Mudança

Nos grandes momentos todos são heróis; tem-se sempre a ideia, embora vaga, de que se está representando e que o papel se deverá desempenhar com perfeição; de outro modo não aplaude o público.

11 de janeiro de 2011

Enquanto Portugal teve homens de «havemos de fazer» não tivemos liberdade, não tivemos reino, não tivemos coroa...

Tanto prevalecem na nossa pátria os rumores contra a verdade, e as invenções ou suspeitas de poucos, contra o conhecimento e experiência de todos.

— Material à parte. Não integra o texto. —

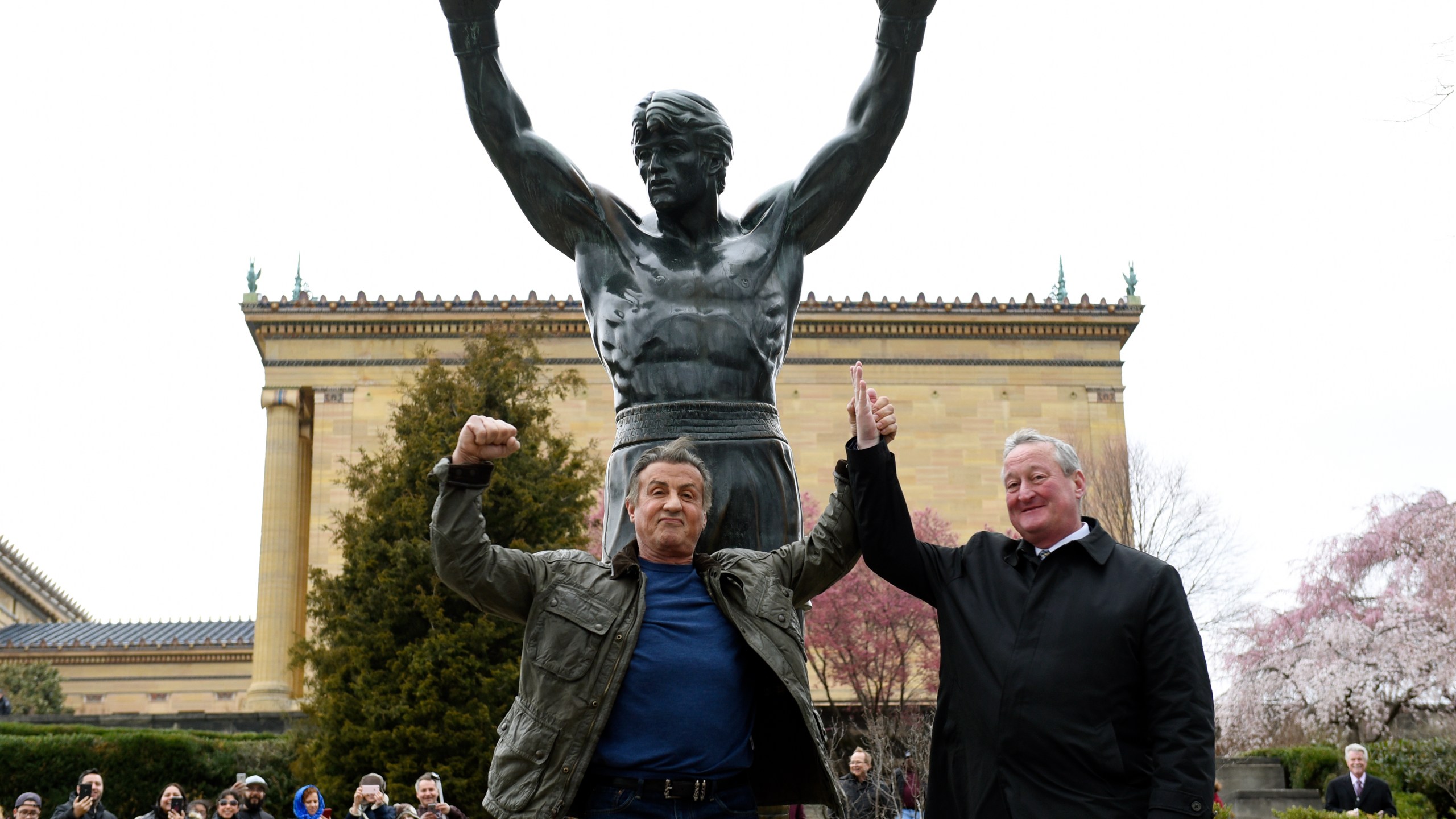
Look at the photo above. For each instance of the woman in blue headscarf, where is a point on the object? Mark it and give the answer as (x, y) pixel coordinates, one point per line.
(308, 804)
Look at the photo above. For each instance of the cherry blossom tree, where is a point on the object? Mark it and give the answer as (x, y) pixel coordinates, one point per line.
(1372, 634)
(1152, 506)
(872, 637)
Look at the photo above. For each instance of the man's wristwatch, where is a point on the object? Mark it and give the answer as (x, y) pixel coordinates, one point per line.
(901, 34)
(474, 37)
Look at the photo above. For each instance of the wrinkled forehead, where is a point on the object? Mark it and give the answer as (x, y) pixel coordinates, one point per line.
(677, 475)
(1030, 455)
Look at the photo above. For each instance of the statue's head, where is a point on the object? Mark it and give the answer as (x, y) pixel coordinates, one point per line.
(682, 148)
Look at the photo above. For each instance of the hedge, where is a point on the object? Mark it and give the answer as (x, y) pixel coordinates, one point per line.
(1421, 773)
(137, 764)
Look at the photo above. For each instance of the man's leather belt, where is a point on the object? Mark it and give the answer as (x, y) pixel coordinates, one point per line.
(700, 420)
(692, 791)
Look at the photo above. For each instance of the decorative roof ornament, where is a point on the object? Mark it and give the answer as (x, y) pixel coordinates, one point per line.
(297, 280)
(1059, 292)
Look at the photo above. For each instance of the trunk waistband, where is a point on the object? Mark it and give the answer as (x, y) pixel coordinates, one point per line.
(700, 420)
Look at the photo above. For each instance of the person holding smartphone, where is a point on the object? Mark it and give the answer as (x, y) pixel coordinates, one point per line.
(370, 800)
(171, 805)
(85, 802)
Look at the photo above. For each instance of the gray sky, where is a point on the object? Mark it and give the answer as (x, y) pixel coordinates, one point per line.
(1295, 239)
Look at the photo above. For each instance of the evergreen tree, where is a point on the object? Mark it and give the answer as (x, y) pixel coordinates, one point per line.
(34, 688)
(404, 675)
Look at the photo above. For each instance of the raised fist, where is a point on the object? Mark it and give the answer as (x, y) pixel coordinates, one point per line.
(484, 439)
(877, 411)
(469, 9)
(903, 8)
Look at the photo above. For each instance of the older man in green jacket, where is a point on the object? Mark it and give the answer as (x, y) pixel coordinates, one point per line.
(661, 678)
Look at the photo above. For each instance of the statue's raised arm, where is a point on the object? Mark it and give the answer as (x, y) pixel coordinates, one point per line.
(836, 180)
(548, 187)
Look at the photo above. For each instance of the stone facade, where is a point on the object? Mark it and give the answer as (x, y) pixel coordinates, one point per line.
(963, 377)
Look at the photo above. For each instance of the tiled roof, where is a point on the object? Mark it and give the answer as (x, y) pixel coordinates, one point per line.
(37, 584)
(127, 634)
(363, 304)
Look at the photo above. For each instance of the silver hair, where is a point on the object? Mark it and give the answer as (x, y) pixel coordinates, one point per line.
(440, 787)
(677, 452)
(1066, 455)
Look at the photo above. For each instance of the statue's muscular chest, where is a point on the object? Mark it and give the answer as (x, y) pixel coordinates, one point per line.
(661, 299)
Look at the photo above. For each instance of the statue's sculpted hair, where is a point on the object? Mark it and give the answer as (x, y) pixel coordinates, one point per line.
(686, 113)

Não é condição de homens, e muito menos de portugueses, haver pessoa, e mais em tamanhos lugares, de quem todos e em tudo digam bem.

Eu sempre creio que as línguas estrangeiras saberão melhor avaliar as circunstâncias de tamanho sucesso, porque as nossas sempre são curtas em louvar, podendo mais a inveja dos particulares que o amor comum da pátria.

Dizem que temos valor, mas que nos falta dinheiro e união; e todos nos prognosticam os fados que naturalmente se seguem destas infelizes premissas.

Nós (portugueses) temos a nossa desunião, a nossa inveja, a nossa presunção, o nosso descuido e a nossa perpétua atenção ao particular.

Os inimigos que mais temo a Portugal são soberba e ingratidão, vícios tão naturais da próspera fortuna que, como filhos da víbora, juntamente nascem dela e a corrompem.

Todos os que na matéria de Portugal se governaram pelo discurso, erraram e se perderam.

Em nenhuma parte tanto como em Portugal se gasta tanto papel, ou se gasta tanto em papéis.

Mais temo eu a Portugal os perigos da opulência, que os danos da necessidade.

Enquanto Portugal teve homens de «havemos de fazer» (que sempre os teve) não tivemos liberdade, não tivemos reino, não tivemos coroa. Mas tanto que tivemos homens de «quid facimus» (que fazemos), logo tivemos tudo.